Para aqueles com uma visão marxista das diferenças de classes como a causa dos problemas, diz O’Leary, “diferente” é sempre ‘desigual’ e ‘desigual’ é sempre “opressor”. Neste sentido, as “feministas de gênero” consideram que, quando a mulher cuida de seus filhos em casa e o marido trabalha fora de casa, as responsabilidades são diferentes e, portanto, não igualitárias. Em seguida, veem esta “desigualdade” no lar como causa de “desigualdade” na vida pública, já que a mulher, cujo principal interesse seria o lar, nem sempre teria o tempo e energia para se dedicar à vida pública. Por isso afirmam:

“Nós acreditamos que nenhuma mulher deve ter esta opção. Nenhuma mulher deveria ser autorizada a ficar em casa para cuidar de seus filhos. A sociedade deve ser totalmente diferente. As mulheres não devem ter essa escolha, porque se essa opção existe, demasiadas mulheres decidirão por ela”. (22)

Além disso, as “feministas de gênero” insistem na desconstrução da família não só porque segundo elas escraviza as mulheres, mas porque condiciona socialmente as crianças para aceitar a família, o casamento e a maternidade como algo natural. A este respeito, Nancy Chodorow diz:

“Se nosso objetivo é acabar com a divisão sexual do trabalho em que a mulher se faz maternal, devemos em primeiro lugar compreender os mecanismos que a causam. Este é o ponto no qual se deve intervir. Qualquer estratégia para a mudança, cujo objetivo abarque a liberação das restrições impostas por uma desigual organização social por gêneros, deve levar em conta a necessidade de uma reorganização fundamental do cuidado dos filhos, que deve ser compartilhado igualmente entre homens e mulheres”. (23)
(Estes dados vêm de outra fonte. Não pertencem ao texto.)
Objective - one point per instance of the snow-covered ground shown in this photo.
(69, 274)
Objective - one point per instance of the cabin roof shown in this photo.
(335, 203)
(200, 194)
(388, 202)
Fica claro que para os defensores do “gênero” as responsabilidades das mulheres na família são supostamente inimigas da realização da mulher. O ambiente privado é considerado secundário e menos importante; família e trabalho doméstico são vistos como “carga” que afeta negativamente o “projeto profissional” das mulheres.

Este ataque declarado contra a família, no entanto, contrasta fortemente com a Declaração Universal dos Direitos Humanos aprovada pela ONU em 1948. No artigo 16 desta, as Nações Unidas defendem com ênfase a família e o casamento:

       1- Homens e mulheres, a partir da idade de casar têm o direito, sem restrição alguma de raça, nacionalidade ou religião, de casar e constituir família; e desfrutarão direitos iguais quanto ao casamento, durante o casamento e em caso de dissolução do casamento.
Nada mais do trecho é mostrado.